OPNsense CARP/MacSpoofing issues

[gislaved]

Ì'm having some issues with macspoofing on Proxmox as my CARP Master/Backup VIP's are flapping in state between the servers and stay that way they are set.

I have checked:

• Disable hardware checksum offload
• Disable hardware TCP segmentation offload
• Disable hardware large receive offload
• Disable VLAN Hardware Filtering

Which should solve the issues with Virtio Nics most of the time.

Then we still have the Proxmox server that doesn't know about MacSpoofing so I wonder what needs to be set.

People seem to have it working under Pfsense they say, not difference with OPNsense I would say on that part as it's pretty BSD based.

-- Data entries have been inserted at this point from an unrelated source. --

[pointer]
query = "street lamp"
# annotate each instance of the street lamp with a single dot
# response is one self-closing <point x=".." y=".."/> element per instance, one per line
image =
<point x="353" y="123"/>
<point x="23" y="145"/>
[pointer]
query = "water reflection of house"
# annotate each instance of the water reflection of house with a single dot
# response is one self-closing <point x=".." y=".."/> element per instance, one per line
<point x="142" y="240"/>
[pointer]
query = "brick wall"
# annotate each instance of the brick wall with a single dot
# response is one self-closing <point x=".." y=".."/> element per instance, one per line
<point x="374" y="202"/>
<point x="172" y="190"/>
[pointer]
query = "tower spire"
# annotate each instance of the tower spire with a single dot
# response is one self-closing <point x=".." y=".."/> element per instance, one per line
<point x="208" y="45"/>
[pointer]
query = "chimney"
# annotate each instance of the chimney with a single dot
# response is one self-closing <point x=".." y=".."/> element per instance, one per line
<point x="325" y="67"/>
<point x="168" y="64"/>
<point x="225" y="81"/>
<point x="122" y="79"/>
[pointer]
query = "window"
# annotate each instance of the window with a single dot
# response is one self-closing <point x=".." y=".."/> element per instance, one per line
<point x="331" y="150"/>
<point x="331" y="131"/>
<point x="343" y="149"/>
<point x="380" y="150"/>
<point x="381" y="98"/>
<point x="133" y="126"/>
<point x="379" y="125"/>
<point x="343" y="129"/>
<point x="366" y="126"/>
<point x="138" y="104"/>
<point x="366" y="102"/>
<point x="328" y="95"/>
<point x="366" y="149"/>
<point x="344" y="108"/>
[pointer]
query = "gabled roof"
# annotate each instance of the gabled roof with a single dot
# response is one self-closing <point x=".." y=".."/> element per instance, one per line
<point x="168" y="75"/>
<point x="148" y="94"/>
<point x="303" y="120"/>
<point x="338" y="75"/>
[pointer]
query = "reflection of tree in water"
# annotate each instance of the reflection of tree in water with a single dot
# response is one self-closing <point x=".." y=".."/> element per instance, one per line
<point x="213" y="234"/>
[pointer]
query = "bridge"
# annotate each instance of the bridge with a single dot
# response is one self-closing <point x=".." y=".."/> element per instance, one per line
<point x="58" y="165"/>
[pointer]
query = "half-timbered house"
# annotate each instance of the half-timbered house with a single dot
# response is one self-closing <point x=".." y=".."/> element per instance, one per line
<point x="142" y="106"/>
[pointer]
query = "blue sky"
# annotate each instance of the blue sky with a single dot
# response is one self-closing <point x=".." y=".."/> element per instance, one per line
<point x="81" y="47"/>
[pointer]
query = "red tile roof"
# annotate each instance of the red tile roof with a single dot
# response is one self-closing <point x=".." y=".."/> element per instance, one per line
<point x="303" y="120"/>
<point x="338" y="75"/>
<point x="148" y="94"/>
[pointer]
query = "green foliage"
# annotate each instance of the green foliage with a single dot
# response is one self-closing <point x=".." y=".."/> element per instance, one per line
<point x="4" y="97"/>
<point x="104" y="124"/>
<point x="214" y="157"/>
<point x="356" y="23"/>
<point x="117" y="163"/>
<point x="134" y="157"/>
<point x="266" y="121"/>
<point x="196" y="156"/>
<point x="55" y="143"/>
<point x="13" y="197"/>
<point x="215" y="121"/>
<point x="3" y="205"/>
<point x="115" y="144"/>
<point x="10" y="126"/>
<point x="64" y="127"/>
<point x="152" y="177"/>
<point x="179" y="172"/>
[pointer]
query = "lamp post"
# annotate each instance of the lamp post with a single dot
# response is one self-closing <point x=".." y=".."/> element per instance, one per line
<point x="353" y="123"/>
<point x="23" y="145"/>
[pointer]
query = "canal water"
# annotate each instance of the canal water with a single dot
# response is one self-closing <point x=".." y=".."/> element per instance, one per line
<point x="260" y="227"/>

I see this on my WAN and LAN interfaces where I sync over LAN.


In the past on other environments like oVirt I needed to disable macspoofing for the VM.

Anyone running this just fine ?

 

[gislaved]

As an update on this: It seems that this casue something, I thin IP spoofing where also the Slave (Backup) box cannot ping the LAN Gateway when pf is enabled but I can SSH into it using my VPN to the MASTER VM.

CARP has detected a problem and this unit has been demoted to BACKUP status.
Check link status on all interfaces with configured CARP VIPs.

I'm doing this over VLAN interfaces and I saw people having issues there in the past, could that be a problem as I see the advertisements using tcpdump.